= Tim Dornan =

British physician, endocrinologist and medical educationalist

Tim Dornan (born 1950) is a British physician, endocrinologist and medical educationalist. He is professor at the School of Medicine, Dentistry and Biomedical Sciences at the Queen's University Belfast. He was formerly Professor of Medical Education at Maastricht University, where he is now Professor Emeritus. He has been a visiting professor at Aarhus University, the University of Dundee and the University of British Columbia. Dornan's work has been cited over 10,000 times, nearly 40,000 times if counting two collective articles. His main research interest is clinical workplace learning and especially the application of social learning theories and qualitative methodologies to medical education.

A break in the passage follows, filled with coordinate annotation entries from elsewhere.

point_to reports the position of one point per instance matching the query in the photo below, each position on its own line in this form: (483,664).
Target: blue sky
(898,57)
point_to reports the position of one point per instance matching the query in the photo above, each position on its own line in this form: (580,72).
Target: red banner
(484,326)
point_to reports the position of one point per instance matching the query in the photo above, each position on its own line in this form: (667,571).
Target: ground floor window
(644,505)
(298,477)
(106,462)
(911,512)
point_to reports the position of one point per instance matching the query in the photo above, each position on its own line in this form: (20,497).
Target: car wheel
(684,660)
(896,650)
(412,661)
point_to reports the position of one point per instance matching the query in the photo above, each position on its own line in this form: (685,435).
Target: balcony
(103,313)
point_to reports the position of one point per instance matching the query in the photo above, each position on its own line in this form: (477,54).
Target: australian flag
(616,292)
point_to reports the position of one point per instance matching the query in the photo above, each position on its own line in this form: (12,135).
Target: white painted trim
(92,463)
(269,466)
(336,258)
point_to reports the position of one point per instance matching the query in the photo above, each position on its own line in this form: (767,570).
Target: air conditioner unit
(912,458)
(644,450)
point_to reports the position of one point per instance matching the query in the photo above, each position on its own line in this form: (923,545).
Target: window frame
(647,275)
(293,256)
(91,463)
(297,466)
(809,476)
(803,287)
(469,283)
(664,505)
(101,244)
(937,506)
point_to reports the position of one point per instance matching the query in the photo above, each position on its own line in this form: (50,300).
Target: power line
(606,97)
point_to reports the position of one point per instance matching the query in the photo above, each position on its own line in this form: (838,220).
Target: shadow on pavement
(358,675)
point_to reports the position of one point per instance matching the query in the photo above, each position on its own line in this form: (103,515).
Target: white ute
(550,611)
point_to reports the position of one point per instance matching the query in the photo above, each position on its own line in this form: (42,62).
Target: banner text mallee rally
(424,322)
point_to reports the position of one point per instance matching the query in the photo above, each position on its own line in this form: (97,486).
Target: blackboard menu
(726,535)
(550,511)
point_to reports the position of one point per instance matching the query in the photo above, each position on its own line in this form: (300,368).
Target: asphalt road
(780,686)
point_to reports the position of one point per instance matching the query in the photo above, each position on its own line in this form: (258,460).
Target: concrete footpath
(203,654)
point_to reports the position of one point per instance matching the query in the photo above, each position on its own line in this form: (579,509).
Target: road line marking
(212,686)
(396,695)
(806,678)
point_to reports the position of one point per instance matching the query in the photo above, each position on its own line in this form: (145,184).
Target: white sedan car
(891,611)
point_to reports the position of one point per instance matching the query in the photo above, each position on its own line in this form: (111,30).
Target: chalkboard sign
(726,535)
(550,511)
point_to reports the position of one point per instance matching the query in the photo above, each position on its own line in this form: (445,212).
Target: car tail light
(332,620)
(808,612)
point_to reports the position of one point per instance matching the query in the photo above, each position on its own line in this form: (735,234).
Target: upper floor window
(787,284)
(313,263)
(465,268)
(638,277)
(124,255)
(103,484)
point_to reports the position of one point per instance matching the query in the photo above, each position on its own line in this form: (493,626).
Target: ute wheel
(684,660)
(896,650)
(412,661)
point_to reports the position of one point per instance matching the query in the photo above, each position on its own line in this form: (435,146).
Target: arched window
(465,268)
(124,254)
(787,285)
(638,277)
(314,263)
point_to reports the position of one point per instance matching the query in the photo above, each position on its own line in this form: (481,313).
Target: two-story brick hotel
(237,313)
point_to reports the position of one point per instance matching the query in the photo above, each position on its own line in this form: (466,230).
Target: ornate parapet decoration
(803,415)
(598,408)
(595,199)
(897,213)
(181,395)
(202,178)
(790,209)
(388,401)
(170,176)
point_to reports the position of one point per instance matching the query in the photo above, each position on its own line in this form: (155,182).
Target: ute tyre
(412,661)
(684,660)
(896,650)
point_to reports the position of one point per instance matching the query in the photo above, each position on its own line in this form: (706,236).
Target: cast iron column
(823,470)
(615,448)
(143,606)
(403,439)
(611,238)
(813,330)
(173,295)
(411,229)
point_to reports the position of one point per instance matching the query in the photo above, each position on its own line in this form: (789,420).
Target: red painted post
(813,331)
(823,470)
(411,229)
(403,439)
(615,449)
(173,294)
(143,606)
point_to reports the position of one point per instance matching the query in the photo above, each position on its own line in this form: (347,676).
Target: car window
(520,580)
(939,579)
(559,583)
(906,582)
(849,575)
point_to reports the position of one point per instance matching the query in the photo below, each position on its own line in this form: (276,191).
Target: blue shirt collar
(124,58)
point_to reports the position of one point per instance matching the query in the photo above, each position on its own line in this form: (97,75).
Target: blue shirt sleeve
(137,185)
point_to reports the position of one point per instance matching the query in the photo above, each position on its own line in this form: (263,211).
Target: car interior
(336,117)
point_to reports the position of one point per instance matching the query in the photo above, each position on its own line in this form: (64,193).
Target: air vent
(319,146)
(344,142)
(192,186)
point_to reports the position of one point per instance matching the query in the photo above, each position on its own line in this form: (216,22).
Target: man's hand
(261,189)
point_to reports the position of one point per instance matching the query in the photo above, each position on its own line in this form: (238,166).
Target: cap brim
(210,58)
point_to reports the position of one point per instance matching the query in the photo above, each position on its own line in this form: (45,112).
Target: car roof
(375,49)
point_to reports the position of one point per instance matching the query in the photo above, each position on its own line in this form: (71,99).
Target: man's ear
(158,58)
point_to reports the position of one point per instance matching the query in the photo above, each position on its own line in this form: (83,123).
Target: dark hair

Dornan studied medicine as well as history and philosophy of science at the University of Cambridge and the University of Oxford, and qualified as a doctor at Oxford in 1975. He worked in Oxford and Nottingham, obtained a clinical research doctorate at Oxford and was a postdoctoral researcher in Seattle. He since worked as a consultant internist and endocrinologist in Manchester, and became Undergraduate Dean at Hope Hospital. From the 1990s he focused increasingly on education, and in 2010 he became Professor of Medical Education at Maastricht University. He was also an Honorary Professor at the University of Manchester. In 2014 he became Professor of Medical Education at the Queen's University Belfast.